LOTCHEM, MARI, and MEBL led the market with substantial price gains, while NATF, JVDC, and TPLRF1 experienced the largest declines. Trading activity was primarily concentrated in the power, banking, and technology sectors. Meanwhile, Pakistan and Kazakhstan signed a collaborative agreement to cooperate across various sectors.
Prime Minister ordered an inquiry into individuals and corporations evading taxes, as government debt increased by Rs9 trillion in fiscal year 2025, according to the State Bank of Pakistan. The government also announced plans to eliminate cross-subsidies and peak rates for industrial power tariffs.
In Punjab, the minimum wage has been raised to Rs40,000, while the provincial food minister assured there are sufficient wheat and flour supplies. NEPRA announced a refund of Rs1.79 per unit to electricity consumers for July.
The Sindh province is facing a severe humanitarian crisis. The administration introduced additional taxes to offset financial shortfalls, attributing them to the ongoing super tax litigation. Meanwhile, the import of photovoltaic cells continued in 2023-24. Domestic demand for furnace oil has dwindled, leading refineries to focus on exporting the product.

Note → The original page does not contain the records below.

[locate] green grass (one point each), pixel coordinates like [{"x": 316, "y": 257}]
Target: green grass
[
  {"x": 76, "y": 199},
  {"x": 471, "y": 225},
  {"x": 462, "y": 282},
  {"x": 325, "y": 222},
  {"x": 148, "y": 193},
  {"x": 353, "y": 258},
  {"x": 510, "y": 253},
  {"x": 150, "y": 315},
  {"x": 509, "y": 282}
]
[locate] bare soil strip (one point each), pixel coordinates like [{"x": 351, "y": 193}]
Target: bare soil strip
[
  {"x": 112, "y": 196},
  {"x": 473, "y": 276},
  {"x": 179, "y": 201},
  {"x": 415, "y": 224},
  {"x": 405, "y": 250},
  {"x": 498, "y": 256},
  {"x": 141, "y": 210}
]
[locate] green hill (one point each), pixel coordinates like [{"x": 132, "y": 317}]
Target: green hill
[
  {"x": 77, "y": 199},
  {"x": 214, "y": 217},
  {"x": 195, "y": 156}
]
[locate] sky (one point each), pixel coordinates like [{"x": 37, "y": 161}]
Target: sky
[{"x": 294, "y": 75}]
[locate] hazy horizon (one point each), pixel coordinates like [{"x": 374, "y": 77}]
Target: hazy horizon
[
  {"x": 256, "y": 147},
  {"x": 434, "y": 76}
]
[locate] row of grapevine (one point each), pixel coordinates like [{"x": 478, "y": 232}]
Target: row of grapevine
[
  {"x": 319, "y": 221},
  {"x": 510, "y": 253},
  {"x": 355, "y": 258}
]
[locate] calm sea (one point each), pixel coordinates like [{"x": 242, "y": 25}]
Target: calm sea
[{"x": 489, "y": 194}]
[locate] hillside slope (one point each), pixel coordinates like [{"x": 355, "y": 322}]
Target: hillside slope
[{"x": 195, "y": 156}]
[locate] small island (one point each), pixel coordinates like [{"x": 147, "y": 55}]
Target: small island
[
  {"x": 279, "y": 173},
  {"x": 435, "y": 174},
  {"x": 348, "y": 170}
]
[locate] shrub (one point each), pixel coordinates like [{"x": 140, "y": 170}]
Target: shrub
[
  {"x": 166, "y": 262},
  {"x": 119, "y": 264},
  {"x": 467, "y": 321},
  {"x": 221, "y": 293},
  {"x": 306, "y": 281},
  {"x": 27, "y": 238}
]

The chairman of the Pakistan Pharmaceutical Manufacturers Association (PPMA) declared that forty essential medications are back in production and available in the market. A new report suggests that tariff adjustments will positively influence the automotive industry. The government authorized Rs155.56 billion for the Public Sector Development Program (PSDP) during July and August.